Lernen Sie die Gebäude der Kaiserswerther Diakonie und ihre Geschichte kennen.

  • Der Disselhoff-Park auf dem Gelände der Kaiserswerther Diakonie Als eine "kleine Stadt" werden die neuen Gebäude beschrieben, die zwischen 1883 und 1903 auf dem sogenannten Fronberg vor den Toren Kaiserswerths errichtet wurden. Fliedners Schwiegersohn und Nachfolger Julius Disselhoff (1827-1896) war für die Planungen verantwortlich. Noch heute prägen das Mutterhaus, die Mutterhauskirche, der Disselhoff-Parkmit seinem alten Baumbestand sowie die Gebäude des Krankenhauses das Gelände. Sie sind sichtbarer Ausdruck einer sich rasant entwickelnden diakonischen Einrichtung, deren ursprüngliche Räumlichkeitenam Kaiserswerther Markt schon bald nach der Gründung nicht mehr genügten.
  • Hotel MutterHaus Düsseldorf - Das 1903 eingeweihte Mutterhaus ist in zwei Bauabschnitten errichtet worden. Mit der Einweihung der Krankenhausbauten war zunächst ein Haus entstanden, das Verwaltungs- und Wirtschaftszwecken diente. Dort wohnten auch Schwestern, die im Krankenhaus arbeiteten. 1903 erhielt das Gebäude die zentrale Funktion für die Kaiserswerther Schwesternschaft. Die Räume dienten als Unterkunft. Hier wohnten zum Beispiel die im Mutterhaus beschäftigten Diakonissen sowie Diakonissen aus anderen Mutterhäusern. 1957 entstand ein großer Saal als Anbau, zunächst als Ausweichstelle für die Mutterhauskirche, die umgebaut wurde. Seit 2002 ist das MutterHaus ein 4-Sterne Hotel- und Tagungszentrum der Kaiserswerther Diakonie.
  • Hauptverwaltung der Kaiserswerther Diakonie (Sophie-Wiering-Haus) - Auf dem Fronberg wurde im Zentrum des neuen Diakoniegeländes ein eigenes Verwaltungsgebäude errichtet und zum 75. Jubiläum der Anstalt eingeweiht. Die Verwaltung beherbergte ein Erdgeschoss, die Buchhaltung mit Kassenraum, die Buchhandlung einschließlich der Versandräume, einen Sitzungssaal sowie Wohnungen für zwei "Büroschwestern". Im Februar 2004 erhielt die Hauptverwaltung den Namen "Sophie-Wiering-Haus". Johanne Sophie Dorothee Wiering (1780 - 1853), eine Freundin von Theodor Fliedners erster Ehefrau Friederike Fliedner, gab im Jahre 1836 das entscheidende Darlehen für den Kauf des ersten Hauses am Kaiserswerther Markt, aus dem sich das Werk entwickelte.

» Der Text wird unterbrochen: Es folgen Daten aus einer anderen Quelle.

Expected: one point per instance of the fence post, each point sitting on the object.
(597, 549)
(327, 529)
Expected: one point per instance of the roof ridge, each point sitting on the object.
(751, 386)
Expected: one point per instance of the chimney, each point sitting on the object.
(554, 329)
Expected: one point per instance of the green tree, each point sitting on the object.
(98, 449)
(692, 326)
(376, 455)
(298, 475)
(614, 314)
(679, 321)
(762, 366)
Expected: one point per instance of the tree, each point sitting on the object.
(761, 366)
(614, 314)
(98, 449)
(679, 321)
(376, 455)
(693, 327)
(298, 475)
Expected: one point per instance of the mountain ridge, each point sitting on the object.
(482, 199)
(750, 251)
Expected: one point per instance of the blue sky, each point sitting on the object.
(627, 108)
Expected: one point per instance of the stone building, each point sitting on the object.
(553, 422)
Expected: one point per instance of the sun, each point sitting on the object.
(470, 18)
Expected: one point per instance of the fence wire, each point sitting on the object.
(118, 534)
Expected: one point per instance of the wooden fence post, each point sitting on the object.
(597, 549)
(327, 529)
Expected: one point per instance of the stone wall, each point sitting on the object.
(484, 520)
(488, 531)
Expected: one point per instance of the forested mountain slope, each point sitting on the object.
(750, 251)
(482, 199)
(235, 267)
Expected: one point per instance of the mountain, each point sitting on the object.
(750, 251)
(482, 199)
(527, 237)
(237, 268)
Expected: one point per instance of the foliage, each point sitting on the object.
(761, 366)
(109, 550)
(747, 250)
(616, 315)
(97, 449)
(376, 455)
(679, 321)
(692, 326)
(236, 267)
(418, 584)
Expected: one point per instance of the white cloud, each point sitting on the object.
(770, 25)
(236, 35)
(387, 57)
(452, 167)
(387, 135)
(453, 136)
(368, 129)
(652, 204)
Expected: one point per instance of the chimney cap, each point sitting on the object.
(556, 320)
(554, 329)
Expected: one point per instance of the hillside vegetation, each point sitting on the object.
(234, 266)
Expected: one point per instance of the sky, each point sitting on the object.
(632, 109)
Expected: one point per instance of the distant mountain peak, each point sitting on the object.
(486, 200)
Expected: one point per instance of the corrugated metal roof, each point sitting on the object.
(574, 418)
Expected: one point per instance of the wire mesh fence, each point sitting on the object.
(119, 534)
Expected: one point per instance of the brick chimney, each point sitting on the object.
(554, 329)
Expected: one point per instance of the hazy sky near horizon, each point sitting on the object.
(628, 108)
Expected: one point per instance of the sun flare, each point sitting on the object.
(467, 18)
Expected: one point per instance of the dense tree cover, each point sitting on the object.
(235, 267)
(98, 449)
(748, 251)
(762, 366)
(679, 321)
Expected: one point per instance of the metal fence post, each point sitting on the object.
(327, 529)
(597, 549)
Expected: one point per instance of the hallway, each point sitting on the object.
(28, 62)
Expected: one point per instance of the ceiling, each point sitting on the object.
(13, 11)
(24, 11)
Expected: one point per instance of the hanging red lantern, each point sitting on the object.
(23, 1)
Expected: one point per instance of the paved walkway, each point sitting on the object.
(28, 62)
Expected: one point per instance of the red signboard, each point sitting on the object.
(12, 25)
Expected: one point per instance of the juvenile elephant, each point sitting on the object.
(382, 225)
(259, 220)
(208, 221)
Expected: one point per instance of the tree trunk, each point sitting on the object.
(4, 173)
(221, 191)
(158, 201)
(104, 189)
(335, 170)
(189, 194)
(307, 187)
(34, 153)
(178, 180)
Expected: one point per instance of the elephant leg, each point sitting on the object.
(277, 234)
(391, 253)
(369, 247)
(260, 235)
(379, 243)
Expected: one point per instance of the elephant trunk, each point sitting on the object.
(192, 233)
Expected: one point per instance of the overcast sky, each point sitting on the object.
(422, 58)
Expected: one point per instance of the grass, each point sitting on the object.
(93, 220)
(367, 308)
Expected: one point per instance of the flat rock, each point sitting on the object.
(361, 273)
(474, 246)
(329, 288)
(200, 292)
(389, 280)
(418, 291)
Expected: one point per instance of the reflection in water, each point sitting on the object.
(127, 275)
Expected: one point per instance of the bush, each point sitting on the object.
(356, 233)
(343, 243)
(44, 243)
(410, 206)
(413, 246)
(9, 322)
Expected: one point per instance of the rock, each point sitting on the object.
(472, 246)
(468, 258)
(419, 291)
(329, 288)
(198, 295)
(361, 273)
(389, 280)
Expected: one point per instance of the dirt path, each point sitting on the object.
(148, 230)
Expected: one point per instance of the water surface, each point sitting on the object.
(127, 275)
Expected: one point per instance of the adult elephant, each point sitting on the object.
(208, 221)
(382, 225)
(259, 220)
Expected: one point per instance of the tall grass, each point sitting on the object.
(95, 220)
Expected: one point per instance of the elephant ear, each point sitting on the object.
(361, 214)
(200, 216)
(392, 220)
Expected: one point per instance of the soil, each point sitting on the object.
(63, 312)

  • Denkmal für Kaiser Friedrich III - Das Denkmal wurde 1890 anlässlich des damaligen Vorstehers Pastor Julius Disselhoff (1827-1896) enthüllt. An der Entstehung waren mehrere Künstler beteiligt. Den Entwurf fertigte Paul Disselhoff (*1861), ein Enkel Theodor Fliedners, an. Das Denkmal bezieht sich auf einen Besuch des Kronprinzen Friedrich III. in Kaiserswerth im Jahr 1884. Hier wurde er auf einen kranken Jungen aufmerksam. Der Kronprinz nahm das Kind auf den Arm, wo es mit den Orden seiner Majestät spielen durfte. Auf der Rückseite des Sockels ist ein Relief angebracht, das sich auf den Besuch des Kronprinzen im Diakonissenhospital in Jerusalem im Jahr 1869 bezieht. Ein arabisches Mädchen hatte damals seine Hände nach ihm ausgestreckt und in seiner Muttersprache "Ahubbuka" ("Ich liebe Dich") gesagt. Das Denkmal ist eines der wenigen für Friedrich III. und zeigt den Kaiser nicht, wie sonst üblich, hoch zu Ross als Kriegsherren, sondern in einer zivilen Pose.
  • Mutterhauskirche - Die 1903 eingeweihte Mutterhauskirche ist gemeinsam mit dem Mutterhaus Mittelpunkt der Diakonissenanstalt auf dem Fronberg. Geplant wurde die mit 1.000 Plätzen ausgestattete Kirche von dem Architekten Karl Siebold (1854 - 1937), der sich durch seine Kirchenbauten und seine Planungen für Krankenhäuser und diakonische Einrichtungen einen Namen gemacht hat. Heute dient die Mutterhauskirche als Gemeindekirche für die Evangelische Kirchengemeinde und als zentrale Gottesdienststätte der Kaiserswerther Schwesternschaft und der Kaiserswerther Diakonie.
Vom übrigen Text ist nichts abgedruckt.